European Union nations agreed Monday to slap an oil embargo against Iran’s oil exports in a bid to halt funding of the country's disputed nuclear program, EU diplomats said.This is huge news.
“There is a political agreement on an oil embargo,” said a diplomat who spoke on condition of anonymity after early morning talks between ambassadors of the 27 EU nations. The deal is to be formally approved by EU foreign ministers meeting in Brussels.
Their agreement was the final step before EU foreign ministers can give their formal approval to the measure. The EU’s 27 foreign ministers meet in Brussels on Monday.
“(EU ambassadors) have agreed on Iran sanctions,” the senior EU diplomat said, speaking on condition of anonymity.
Under the deal, EU governments will have to stop signing new contracts with Tehran from the moment the ban comes into place -- probably as soon as this week -- but will be able to fulfill existing contracts until July 1.
And this part is heartening as well:
Meanwhile, the U.S. aircraft carrier USS Abraham Lincoln passed through the Strait of Hormuz and is now in the Gulf, the Pentagon said, after Tehran threatened to close the strategic shipping route, while the European Union readied to slap an embargo on Iran’s oil exports Monday.

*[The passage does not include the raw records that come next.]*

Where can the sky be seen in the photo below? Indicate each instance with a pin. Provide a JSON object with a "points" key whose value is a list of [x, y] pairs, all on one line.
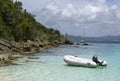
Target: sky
{"points": [[77, 17]]}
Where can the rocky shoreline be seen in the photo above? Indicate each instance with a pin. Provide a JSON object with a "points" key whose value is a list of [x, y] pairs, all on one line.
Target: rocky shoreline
{"points": [[11, 50]]}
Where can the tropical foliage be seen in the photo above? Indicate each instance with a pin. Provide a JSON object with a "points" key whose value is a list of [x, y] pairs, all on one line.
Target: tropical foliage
{"points": [[19, 25]]}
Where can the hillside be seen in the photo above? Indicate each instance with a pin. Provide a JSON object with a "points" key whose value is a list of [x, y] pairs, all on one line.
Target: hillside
{"points": [[104, 39], [20, 32]]}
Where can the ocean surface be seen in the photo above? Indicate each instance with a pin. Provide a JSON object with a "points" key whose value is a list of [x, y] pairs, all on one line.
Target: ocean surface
{"points": [[50, 65]]}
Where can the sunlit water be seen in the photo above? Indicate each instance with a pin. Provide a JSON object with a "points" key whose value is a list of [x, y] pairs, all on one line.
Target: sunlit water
{"points": [[51, 67]]}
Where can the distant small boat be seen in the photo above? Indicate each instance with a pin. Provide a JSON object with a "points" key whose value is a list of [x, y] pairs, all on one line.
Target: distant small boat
{"points": [[77, 61]]}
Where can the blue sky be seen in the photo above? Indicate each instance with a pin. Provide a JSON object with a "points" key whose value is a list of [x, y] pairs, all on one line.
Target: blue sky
{"points": [[95, 17]]}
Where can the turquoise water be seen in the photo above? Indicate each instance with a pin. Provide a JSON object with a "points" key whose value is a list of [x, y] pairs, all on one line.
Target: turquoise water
{"points": [[51, 67]]}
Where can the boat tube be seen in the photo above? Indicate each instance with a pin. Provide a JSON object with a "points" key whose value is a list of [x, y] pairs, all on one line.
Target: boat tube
{"points": [[77, 61]]}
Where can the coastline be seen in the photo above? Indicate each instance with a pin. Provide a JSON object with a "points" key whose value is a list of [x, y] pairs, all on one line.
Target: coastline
{"points": [[11, 51]]}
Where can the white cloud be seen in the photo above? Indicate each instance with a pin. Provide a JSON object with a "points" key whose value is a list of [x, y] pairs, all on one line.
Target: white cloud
{"points": [[95, 16]]}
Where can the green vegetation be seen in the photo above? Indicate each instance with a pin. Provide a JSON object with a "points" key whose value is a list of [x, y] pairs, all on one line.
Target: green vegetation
{"points": [[16, 24]]}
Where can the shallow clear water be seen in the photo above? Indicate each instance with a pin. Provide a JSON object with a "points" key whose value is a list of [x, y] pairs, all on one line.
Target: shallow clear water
{"points": [[51, 67]]}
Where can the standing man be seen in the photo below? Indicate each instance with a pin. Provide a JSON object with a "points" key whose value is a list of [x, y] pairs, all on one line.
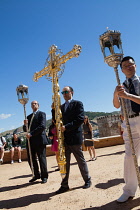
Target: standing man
{"points": [[73, 117], [2, 145], [38, 140], [130, 91]]}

“USS Abraham Lincoln ... completed a regular and routine transit of the Strait of Hormuz... to conduct maritime security operations as scheduled,” Pentagon spokesman Navy Captain John Kirby said in an email to AFP.
“The transit was completed as previously scheduled and without incident.”
The carrier, which can have up to 80 planes and helicopters on board, was escorted by the guided-missile cruiser USS Cape St George and two destroyers.
Earlier, Britain’s Ministry of Defense said a British Royal Navy frigate and a French vessel had joined the carrier group to sail through the waterway.
While allied ships often participate in U.S. naval exercises and sometimes are part of joint naval flotillas, the presence of British and French ships seemed to be a message to Tehran about the West’s resolve to keep the route open.
“HMS Argyll and a French vessel joined a U.S. carrier group transiting through the Strait of Hormuz, to underline the unwavering international commitment to maintaining rights of passage under international law,” said a spokesman from Britain’s MoD.